Clothing tips for Red Stag Hunting in Argentina

two men looking for their hunt

Maybe the single most important item is a good pair of well broken in hunting/hiking boots. Firm ankle support is important due to the uneven terrain so they must be at least ankle-high.

Don’t buy a brand-new pair of boots to come down hunting. Bring yourself a pair of older, broken-in boots if possible. If you are going to buy new ones, get them a couple of months before you plan to hunt and use them a lot during that time to properly break them in good. Nothing ruins your hunt as quickly as bad feet. Some excellent boot brands that we suggest are Kenetrek, Crispi, Zamberland, Asolo, Scarpa, La Sportiva, Lowa, etc.

Without a doubt, a good hunting layer clothing system is the best way to go for a Stag hunt in South America, similar to what you would use for an Elk hunt in the American west.

For most of the season, a light system works the best; maybe with a few added items, so you can layer, in case of some rougher weather. My personal choices are merino base layer pants and top, a light hunting pants, a slim dawn vest, and a light jacket. In case the weather gets colder, I also carry a medium to heavy hoody dawn jacket in my pack.

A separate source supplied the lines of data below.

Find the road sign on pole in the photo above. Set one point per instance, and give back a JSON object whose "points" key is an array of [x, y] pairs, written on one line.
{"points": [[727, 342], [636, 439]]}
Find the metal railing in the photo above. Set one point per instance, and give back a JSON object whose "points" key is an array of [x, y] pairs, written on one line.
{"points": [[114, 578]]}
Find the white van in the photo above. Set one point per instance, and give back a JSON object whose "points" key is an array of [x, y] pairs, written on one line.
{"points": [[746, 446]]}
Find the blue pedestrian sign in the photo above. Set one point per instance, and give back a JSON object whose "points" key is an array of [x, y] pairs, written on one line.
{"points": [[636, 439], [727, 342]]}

I highly recommend bringing good quality, non-bulky items that will fit with no problem in a day pack, so you can shed them out during the day and put them back on later if it gets colder.

For late-season a heavier pants would be better, also the heavy down jacket is a must. For rifle hunts, plain, earth-toned colors will work as well as camo. For archery hunting, I would suggest having at least the uppers in camo, as it helps to break up the human silhouette. Sitka is a personal favorite of mine, but other good brands are Kuiu, First Lite, Under Armor, Onca, Fjall Raven, etc.

Good, packable rain gear is very important as well. While early fall in Patagonia is not usually very wet, some intense showers and even snowfall are possible. 90% of the time that we get inclement weather, you’ll be fine with good light rain pants and jackets, that are easy to store in your pack.  For that 10% of the time that we get really pouring rain and heavy winds, we usually seek shelter or head back to camp before it arrives, and wait it out.

Finally, a comfortable daypack is important, at least large enough to accommodate any clothing you might carry, or shed throughout the day, as well as a water bottle, camera, etc. Light to medium wool socks, a warm beanie, and a pair of light gloves round out what is needed. If you are archery hunting, a facemask of some sort would also be handy.